Nel 2026, Resté giunge al quarto anno consolidando il proprio ruolo di piattaforma culturale diffusa. Il programma si articola in residenze, laboratori, incontri e nuove produzioni, con il coinvolgimento diretto delle comunità locali. Tra i principali appuntamenti: dal 21 al 27 febbraio la residenza teatrale con PoEM e Gabriele Vacis, accompagnata da incontri aperti alla comunità; il 5 aprile la Meditazione sul Vangelo di San Giovanni con la compagnia PoEM e le scenofonie di Roberto Tarasco; dal 27 aprile al 3 maggio la residenza dell’artista Sara Fratini; dal 3 al 10 giugno la residenza di Uwe Jaentsch; in ottobre le residenze con Farm Cultural Park nell’ambito del progetto Radical She; tra novembre e dicembre la mostra Dimensioni del Restare; tra dicembre 2026 e febbraio 2027 la realizzazione del padiglione Habitar con Joacquin Mora per la biennale Countless Cities.
Attraverso queste attività, Resté rafforza la propria missione: valorizzare il territorio e promuovere il coinvolgimento attivo delle comunità attraverso l’arte contemporanea, favorendo la nascita di opere pubbliche, relazioni e nuove forme di abitare i luoghi.

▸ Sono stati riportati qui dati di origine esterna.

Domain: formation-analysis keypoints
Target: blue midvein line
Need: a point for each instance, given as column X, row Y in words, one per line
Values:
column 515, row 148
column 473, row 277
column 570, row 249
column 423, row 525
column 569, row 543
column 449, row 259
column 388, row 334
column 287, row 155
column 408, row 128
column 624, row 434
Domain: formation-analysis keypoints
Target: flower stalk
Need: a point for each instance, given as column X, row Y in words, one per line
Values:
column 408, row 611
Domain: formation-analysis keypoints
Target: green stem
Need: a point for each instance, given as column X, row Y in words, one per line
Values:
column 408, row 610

Prospettive / Perspectives
Dal 2023, i borghi di Roddino e Neviglie ospitano Prospettive / Perspectives, progetto promosso da Ente Turismo Langhe Monferrato Roero, Fondazione Sandretto Re Rebaudengo e Villa Arson nell’ambito del Programma Interreg Alcotra Italia-Francia.
Curato da Tom Eccles, il progetto promuove una fruizione consapevole del territorio attraverso l’arte contemporanea, affrontando temi come cambiamento climatico, sostenibilità e tutela del paesaggio in un contesto – quello di Langhe, Roero e Monferrato – riconosciuto patrimonio UNESCO. L’intervento artistico diventa così strumento di lettura e interpretazione del territorio, capace di connettere dimensione locale e questioni globali.

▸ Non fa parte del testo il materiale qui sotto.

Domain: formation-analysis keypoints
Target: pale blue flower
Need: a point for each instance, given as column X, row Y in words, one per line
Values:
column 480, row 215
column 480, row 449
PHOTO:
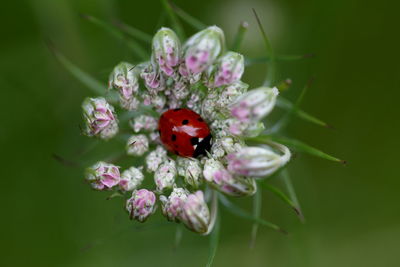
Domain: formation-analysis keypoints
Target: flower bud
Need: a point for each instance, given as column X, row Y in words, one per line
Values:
column 173, row 205
column 258, row 161
column 254, row 105
column 166, row 50
column 228, row 69
column 155, row 158
column 124, row 79
column 152, row 76
column 191, row 170
column 164, row 177
column 216, row 175
column 202, row 49
column 99, row 118
column 141, row 205
column 131, row 179
column 195, row 213
column 102, row 175
column 137, row 145
column 147, row 123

Dal 22 aprile 2026 a Roddino, l’intervento murale di Liam Gillick e Hito Steyerl trasforma la facciata dell’ex scuola – ora bottega polifunzionale del paese – in un dispositivo visivo basato su dati dal titolo However many times we ran the model the results were pretty much the same; a Neviglie, la scultura The Traveler di Jean-Marie Appriou, collocata nel belvedere pubblico, evoca il paesaggio come orizzonte simbolico tra memoria e trasformazione. Le opere nascono da un processo condiviso con comunità e scuole, traducendo contenuti complessi in esperienze accessibili e radicate nei luoghi. Inoltre a testimonianza della continuità e della profondità del rapporto tra gli artisti e le comunità per il 2026, sono previste attività che riporteranno la creatività di Liam Gillick e Jean-Marie Appriou, rispettivamente, a Roddino e a Neviglie.

All’artista britannico verrà affidata la realizzazione di un manifesto d’autore per la storica manifestazione culturale roddinese Mataria d’Langa, che nel 2026 tocca la 35° edizione; in questa occasione, la casa colorata sarà protagonista di un evento letterario il 26 luglio. Allo scultore francese, invece, il compito della realizzazione dell’etichetta della prima sboccatura, vendemmia 2023, del Metodo Classico – 50% chardonnay, 50% pinot nero –  istituzionale del Comune di Neviglie.

Creativamente Roero
Due gli appuntamenti, il 16 e il 24 maggio 2026, che danno inizio all’ottava edizione di Creativamente Roero – Residenze d’Artista tra Borghi e Castelli, che avrà luogo quest’anno nei Comuni di Antignano, Castellinaldo d’Alba, Govone e San Martino Alfieri.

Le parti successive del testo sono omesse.